So… supposedly if you live in Phineas and Ferb Land, summer vacation is 104 days long. Well, in Northeast Ohio, it’s 74. Now, don’t get me wrong, 74 days off in a row is a lot more than most people get, and I am happy that I picked a profession that allows for proper rest. Needlesstosay, it is not all about lounging at the pool and drinking margaritas (although there will be time for that).
For me, the most important accomplishment I can perform this summer is
running a 5K reading. (Did you pick up on the subliminal message I am trying to send myself? I am still trying to convince myself to get in shape. Man, am I tricky to try to ambush my psyche into exercising more.) Yes, reading. I want to be on top of my game for my new Honors American Lit Prep, but also, reading for the sheer enjoyment of reading.
My goal for this summer is the goal I set every summer: a book a week. Hopefully, I won’t spend all of July like I did last year: reading some vampire infused epic that I loved to hate, but couldn’t put down. (The Passage by Justin Cronin) I will admit, after 784 pages, I was glad I finished it, although I was miserable for the majority of the book.
Today, I made myself a summer book list. It will be a mixture of books I will be teaching, books I should have probably already read, and books I want to read. I have to be honest, I feel a little giddy.
Here is my list in no particular order:
1. The Scarlet Letter by Nathanial Hawthorne
As I said, I am teaching a new prep next year, so I have to bone up on some very old literature. I do not think I have read this book since I myself took Honors American Lit with Mr. Wilson, but I look forward to rekindling a relationship with Hester Prynne. After I read it, I plan on rewarding myself with watching the hilarious Easy A with Emma Stone; it is chucked full of literary references.

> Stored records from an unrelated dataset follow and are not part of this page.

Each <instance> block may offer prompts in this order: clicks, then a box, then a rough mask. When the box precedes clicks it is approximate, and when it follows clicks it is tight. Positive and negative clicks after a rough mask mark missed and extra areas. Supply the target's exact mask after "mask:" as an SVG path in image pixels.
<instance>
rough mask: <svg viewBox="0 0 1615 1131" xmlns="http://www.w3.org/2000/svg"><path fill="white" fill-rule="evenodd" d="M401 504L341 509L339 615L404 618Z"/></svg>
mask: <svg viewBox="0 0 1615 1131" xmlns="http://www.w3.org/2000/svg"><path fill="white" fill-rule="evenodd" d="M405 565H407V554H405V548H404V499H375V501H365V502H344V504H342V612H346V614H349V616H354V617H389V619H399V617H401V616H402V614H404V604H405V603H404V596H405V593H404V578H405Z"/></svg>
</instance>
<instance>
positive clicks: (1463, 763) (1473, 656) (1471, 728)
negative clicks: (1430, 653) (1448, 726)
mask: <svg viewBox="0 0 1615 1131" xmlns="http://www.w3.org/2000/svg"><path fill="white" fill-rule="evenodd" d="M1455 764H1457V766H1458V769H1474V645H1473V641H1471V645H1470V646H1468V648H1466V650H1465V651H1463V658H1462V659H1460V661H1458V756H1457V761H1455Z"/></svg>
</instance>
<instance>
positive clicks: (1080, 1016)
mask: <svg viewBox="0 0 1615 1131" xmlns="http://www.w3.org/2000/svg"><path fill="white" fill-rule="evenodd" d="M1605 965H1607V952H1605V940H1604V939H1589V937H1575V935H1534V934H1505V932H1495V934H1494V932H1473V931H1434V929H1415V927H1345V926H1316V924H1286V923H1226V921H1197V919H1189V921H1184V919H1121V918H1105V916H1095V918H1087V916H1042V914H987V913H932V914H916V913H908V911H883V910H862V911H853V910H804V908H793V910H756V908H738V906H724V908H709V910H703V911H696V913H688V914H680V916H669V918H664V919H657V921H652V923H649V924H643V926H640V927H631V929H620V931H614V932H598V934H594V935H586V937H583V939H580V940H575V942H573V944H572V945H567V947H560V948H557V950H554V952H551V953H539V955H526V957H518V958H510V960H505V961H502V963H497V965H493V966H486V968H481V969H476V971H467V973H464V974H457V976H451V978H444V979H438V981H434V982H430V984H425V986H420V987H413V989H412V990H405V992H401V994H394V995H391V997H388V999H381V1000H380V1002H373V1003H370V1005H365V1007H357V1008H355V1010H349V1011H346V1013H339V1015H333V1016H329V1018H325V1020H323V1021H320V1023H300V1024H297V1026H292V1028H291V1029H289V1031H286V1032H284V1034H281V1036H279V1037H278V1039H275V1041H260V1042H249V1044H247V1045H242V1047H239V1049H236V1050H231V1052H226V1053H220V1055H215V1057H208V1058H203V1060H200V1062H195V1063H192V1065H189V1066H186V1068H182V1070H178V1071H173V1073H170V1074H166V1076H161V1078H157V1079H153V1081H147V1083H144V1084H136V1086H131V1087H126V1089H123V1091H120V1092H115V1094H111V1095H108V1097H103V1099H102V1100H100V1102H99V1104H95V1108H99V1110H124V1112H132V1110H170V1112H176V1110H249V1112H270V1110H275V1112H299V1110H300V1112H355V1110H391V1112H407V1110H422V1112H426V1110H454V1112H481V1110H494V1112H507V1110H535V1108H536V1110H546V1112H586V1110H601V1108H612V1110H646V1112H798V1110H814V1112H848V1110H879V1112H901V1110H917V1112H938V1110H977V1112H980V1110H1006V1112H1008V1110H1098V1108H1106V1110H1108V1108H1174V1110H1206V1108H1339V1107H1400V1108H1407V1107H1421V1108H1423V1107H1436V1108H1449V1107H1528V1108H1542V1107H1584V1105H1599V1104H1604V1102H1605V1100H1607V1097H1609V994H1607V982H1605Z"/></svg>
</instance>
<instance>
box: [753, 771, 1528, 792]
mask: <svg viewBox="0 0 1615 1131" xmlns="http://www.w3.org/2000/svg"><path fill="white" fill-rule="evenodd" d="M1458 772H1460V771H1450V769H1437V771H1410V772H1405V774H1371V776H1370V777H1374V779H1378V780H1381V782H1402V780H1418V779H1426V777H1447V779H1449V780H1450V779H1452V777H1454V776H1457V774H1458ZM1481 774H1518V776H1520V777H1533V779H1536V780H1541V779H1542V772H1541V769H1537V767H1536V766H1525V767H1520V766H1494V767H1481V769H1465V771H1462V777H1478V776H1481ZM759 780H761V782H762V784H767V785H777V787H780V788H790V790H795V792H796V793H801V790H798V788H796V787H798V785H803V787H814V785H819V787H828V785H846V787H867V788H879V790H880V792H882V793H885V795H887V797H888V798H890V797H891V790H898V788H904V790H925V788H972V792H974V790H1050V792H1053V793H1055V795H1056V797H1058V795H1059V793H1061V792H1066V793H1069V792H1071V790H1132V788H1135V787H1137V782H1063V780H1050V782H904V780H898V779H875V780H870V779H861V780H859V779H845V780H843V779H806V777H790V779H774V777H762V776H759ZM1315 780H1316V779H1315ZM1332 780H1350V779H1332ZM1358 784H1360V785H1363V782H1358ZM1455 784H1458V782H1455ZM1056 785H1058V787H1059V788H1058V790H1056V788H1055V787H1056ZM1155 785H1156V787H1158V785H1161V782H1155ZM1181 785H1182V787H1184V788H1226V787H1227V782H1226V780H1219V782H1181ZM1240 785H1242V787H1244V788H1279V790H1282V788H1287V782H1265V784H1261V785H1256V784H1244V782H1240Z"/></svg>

2. Cat’s Cradle by Kurt Vonnegut
Vonnegut creates amazing futuristic societies with fantastically peculiar characters. What I like best about Vonnegut is the message. He may have written this book fifty years ago, but the themes are just as relative. I have read Vonnegut before– Slaughterhouse Five, The Siren’s of Titan, and Breakfast of Champions. This novel is touted as one of his finest.
3. Tasteful Nudes: … and Other Misguided Attempts at Personal Growth and Validation by Dave Hill
Yep, my Junior year prom date went and got himself published! How can I not read it? He is such a funny comedian, I look forward to his scintillating take on the world.
4. A Farewell to Arms by Earnest Hemingway
Hemingway is one of my all-time favorite authors. I took a class in college called The Lost Generation, and I fell in love with how he viewed the world.
Hemingway has a knack for creating characters who say little but say so much all at the same time.
5. Mockingjay by Suzanne Collins
I am embarrassed to admit it, but I never finished the Hunger Games series. I read the first one in less than a week because my oldest daughter said she would go see the movie with me, but only if I read the book. I liked the first one so much, I whipped through the second one, Catching Fire, in a weekend. I have been meaning to read this for about three months. This may be the first book I open this summer.
6. The Lost Symbol by Dan Brown
So let me tell you a little story. Last summer we took an amazing family vacation to Disney World. Before we left, I decided that I had to have a Kindle. I needed a way to read books on the plane without actually having to lug books. Tom and I went to Target to get it, and they had not one, but two discounted Kindles because they were “open box” models. The “latest” version had just been released and I have to assume two different people bought and returned these Kindles for the better model. Well, Tom and I cannot pass up a deal– we bought both.
The crazy part of this story is that I was a little hesitant about Tom’s purchase because Tom has never been a big reader. (Even married to an English teacher, imagine that!) Yet, for whatever reason, having a book fused with technology turned him into a voracious reader. He downloads more books than I do, and he reads them fast! Thus, this one is on the Kindle, and Dan Brown has never disappointed me before. I am predicting it will be a page turner.
7. 11/22/63 by Stephen KIng
I hate Stephen King. Well, I don’t know Stephen King. He is probably a very nice man, but I hate feeling scared out of my wits, and usually, that is what happens when I read Stephen King. However, this one is supposed to be laced with more intrigue than fright. Besides, Tom read this one, too, and it is darn right embarrassing that my husband reads more than I do (English teacher guilt).
8. Unbroken: A World War II Story of Survival, Resilience, and Redemption by Laura Hillenbrand
I think this book sounds fascinating. It’s a true story about a guy who crashed into the ocean during World War II. I have grown very fond of nonfiction as I have gotten older, especially stories in which the main character makes me want to live my life better.
9. The Adventures of Huckleberry Finn by Mark Twain
An American classic: enough said.
Seemingly, if I were truly going to read a book a week, I should have ten books on this list. Let’s be honest, I’m probably not going to get through these nine. Realistically, at some point, I am going to really try to run (No I’m not), and I will need a break to have that margarita.